# Smoking my pork belly on stick burner



## motolife313 (Mar 3, 2018)

Kind of a pain in the butt to cold warm smoke it because u gota constantly feed tiny sticks into the firebox but hopefully it will be worth it. Be nice to add another exuast on my smoker too. But it's working, keeping fire small and keeping temps under 130


----------



## Rings Я Us (Mar 3, 2018)

What do you do with the wood in there that has the nails in it?

Looks good .  Good luck :)


----------



## motolife313 (Mar 3, 2018)

Cooking with alder,apple,cherry some plum and some oak


----------



## motolife313 (Mar 3, 2018)

Those are not nails. That's alder wood holding my temp probs sense my oven gauges start at 150 I'm doing the temp reading like this for the first time. This way works too for getting a good average temp and it's right on today. I've been wanting to drill a hole in my exuast and welding in a bung but haven't got around to it


----------



## motocrash (Mar 3, 2018)

Frankensmoker's running good! Funny seeing the tiny little fire in the FB:D


----------



## Bearcarver (Mar 3, 2018)

That should be Great Tasting with that real wood smoke, and keeping it at 130° or below is Great !!.
I keep my smoker between 100° & 130° for Bacon, but my Watt-burner is easier to do that with.
Like.

Bear


----------



## motolife313 (Mar 3, 2018)

U were spot on 140-150 and it's starting to render the fat and look juicey. So I'm lifting the door to let heat out


----------



## motolife313 (Mar 3, 2018)

I've been smoking it little over 6 hours. I'm planing on going 8. Am I supposed to let it rest couple days before cutting it in slices? If so am I supposed to leave it covered in fridge or uncovered? Seems I've seen pics of it uncoverd


----------



## Rings Я Us (Mar 3, 2018)

Most people leave it on a rack uncovered in fridge.
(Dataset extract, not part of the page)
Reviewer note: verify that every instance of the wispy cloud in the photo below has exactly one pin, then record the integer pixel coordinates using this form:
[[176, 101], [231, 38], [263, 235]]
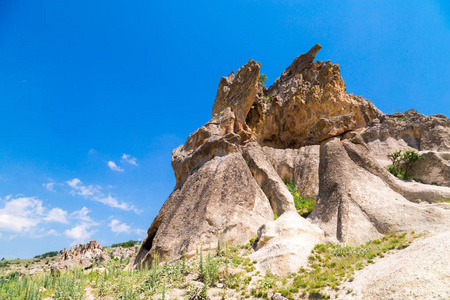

I see the wires now going to the probes in the wood. Ok. Lol


----------



## motolife313 (Mar 3, 2018)

Ok cool thanks. How about testing a few peices tonight?


----------



## SmokinAl (Mar 4, 2018)

I use an Amazen tube in my offset to cold smoke my bacon.
I put it in the firebox & the smoke drafts right thru.
It makes it real easy!
http://www.amazenproducts.com/
Al


----------



## motolife313 (Mar 4, 2018)

Nice Al. I've seen daves setup i think where there's a long tube maybe 10' between fb and cc. That would give it time to cool off. A thin pipe would cool down too better.


----------



## Bearcarver (Mar 4, 2018)

motolife313 said:


> View attachment 356066
> 
> 
> 
> ...



I let mine rest for 36 to 48 hours. I never noticed any improvement after 48.
I wrap mine tight with saran wrap & put it in the fridge. Keeps the flavor from leaving the Bacon through the air, and keeps Mrs Bear from complaining about her Fridge smelling too Smoky. (I guess she means "Smelling Too Good"??)

Bear


----------



## daveomak (Mar 4, 2018)

Have you thought about adding an upper air inlet to the Firebox ??  that will let in colder air and remove some air flow from the fire .....


----------



## motolife313 (Mar 9, 2018)

Got it sliced up yesterday and tried some last night. On my flat top. Going to try in the oven tonight


----------



## motolife313 (Mar 9, 2018)

Once I get it up to temp it takes about this much flame for 350 degrees


----------



## motocrash (Mar 9, 2018)

Bacon's looking good man! I bet that asparagus was tasty in that bacon fat too.
Nice job on the flat top;)


----------



## motolife313 (Mar 9, 2018)

Thanks. I'm getting a better taste for it today sense no beers in me this time. It's tasty but not very smokey or salty. I may do a lot longer smoke next time. Just had 4 pieces and thinking about another 4 lol. Put it in the oven and it was good


----------



## motolife313 (Mar 9, 2018)

daveomak said:


> Have you thought about adding an upper air inlet to the Firebox ??  that will let in colder air and remove some air flow from the fire .....


 

Haven't though about that. Figured  another stack would work well too


----------



## daveomak (Mar 9, 2018)

Upper air inlet allow for good air flow without adding heat..  The lower air inlet controls the heat....






	

		
			
		

		
	
 .. 
	

		
			
		

		
	












	

		
			
		

		
	
  ..


----------



## motolife313 (Mar 9, 2018)

Oh ok thanks. I run my door vent wide open and adjust temp with how many pieces of wood go in the fb.


----------



## chopsaw (Mar 9, 2018)

Bacon looks fantastic , and I like the blue flame on the flat top . What I really want to know , is that a "70 / "71 Torino in your yard ?


----------



## motolife313 (Mar 10, 2018)

It's  a Buick skylark. Going to toss a Chevy 400 in it soon


----------



## chopsaw (Mar 10, 2018)

Yeah ,,, I can see that now . Back window profile about the same ,, I'm Ford minded . Had a buddy that had a '73 stage 3 Buick . Different body style , sweet car . Thx .


----------